# Combining DataFrames

In this notebook, you'll see two different ways to combine _pandas_ DataFrames.

In [None]:
import pandas as pd

# Merging DataFrames

First, we'll import a DataFrame containing information on the revenue and quantity for sales that occurred in the year 2012.

In [None]:
sales_2012 = pd.read_csv('../data/sales_2012.csv')
sales_2012.head()

Next, we'll bring in a dataset which shows product, retailer, and order method information.

In [None]:
products = pd.read_csv('../data/products.csv')
products.head()

Notice that these two DataFrames can be linked together through the `Sale_ID` column. Let's merge these together so that we can do some further analysis.

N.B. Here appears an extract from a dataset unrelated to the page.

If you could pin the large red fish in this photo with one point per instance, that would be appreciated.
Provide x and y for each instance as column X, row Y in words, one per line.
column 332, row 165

Recall that the syntax for merging dataframes in pandas is:

```pd.merge(left dataframe, right dataframe, how to merge, column to merge on)```

In [None]:
combined_data = pd.merge(products, sales_2012, how = 'right', on = 'Sale_ID')

In [None]:
combined_data.head()

Looks like we have some missing values.

In [None]:
combined_data.info()

In [None]:
## How many values are we missing from each column?

combined_data.isnull().sum()

Notice that we have a row with Sale_ID of 3 which seems to be missing all of the product information. Let's double-check that this information is not contained in the products data.

In [None]:
products[products['Sale_ID'] == 3]

Once combined, we can start asking questions of our data.

#### Question 1: Which product type generated us the most total revenue in 2012? 

In [None]:
# Try and fill in the code to answer this question

#### Question 2: What was our highest volume product?

In [None]:
combined_data.groupby('Product')['Quantity'].sum().sort_values(ascending = False)

What is Zone?

In [None]:
combined_data.loc[combined_data['Product'] == 'Zone']

#### Question 3: For which retailer type do we have the highest sales quantity of Zone?

In [None]:
combined_data.loc[combined_data['Product'] == 'Zone'].groupby('Retailer_type')['Quantity'].sum().sort_values(ascending = False)

# Concatenating DataFrames

Notice that we also have access to sales data for 2013. Let's read it in.

In [None]:
sales_2013 = pd.read_csv('../data/sales_2013.csv')
sales_2013.head(2)

This data looks to be formatted in the same way as our 2012 sales data.

In [None]:
sales_2012.head(2)

What if we want to combine these two DataFrames. In this case, we don't want to merge, as each record should still have its own row in the result. Instead, this is a time when we want to **concatenate**. 

To concatenate DataFrames, we can pass the dataframes that we want to combine as a list into the `pd.concat` function.

In [None]:
pd.concat([sales_2012, sales_2013])

Note that while we have 66840 rows, the index value at the end of the DataFrame is only 32944. We can reindex the result by using the `ignore_index` argument.

In [None]:
pd.concat([sales_2012, sales_2013], ignore_index = True)

We've also got sales for 2014. Let's see how we could read all three in and concatenate.

In [None]:
sales_dfs = []

sales_2012 = pd.read_csv('../data/sales_2012.csv')
sales_dfs.append(sales_2012)

sales_2013 = pd.read_csv('../data/sales_2013.csv')
sales_dfs.append(sales_2013)

sales_2014 = pd.read_csv('../data/sales_2014.csv')
sales_dfs.append(sales_2014)

sales = pd.concat(sales_dfs,
                 ignore_index = True)

In [None]:
sales

While the above code accomplishes what we want, perhaps there is a better way to write it.

Notice that we are reusing the same pattern of code three times:

```
sales_2012 = pd.read_csv('../data/sales_2012.csv')
sales_dfs.append(sales_2012)
```

This is the basic pattern:
```
df = pd.read_csv(filepath)
sales_dfs.append(df)
```

This can be used in a **for loop**, which is a way to direct Python to do the same thing multiple times.

A for loop needs two things:
1. a collection to iterate over
2. directions about what to do for each item in that collection

Here, the collection is the list of filepaths, and the directions are the basic pattern above.

In [None]:
# Start with an empty list to hold the individual DataFrames
sales_dfs = []

for filename in ['../data/sales_2012.csv',
                 '../data/sales_2013.csv',
                 '../data/sales_2014.csv']:
    df = pd.read_csv(filename)
    sales_dfs.append(df)

In [None]:
sales = pd.concat(sales_dfs, ignore_index = True)

In [None]:
sales

We'll look at a lot more examples of for loops in the next notebook.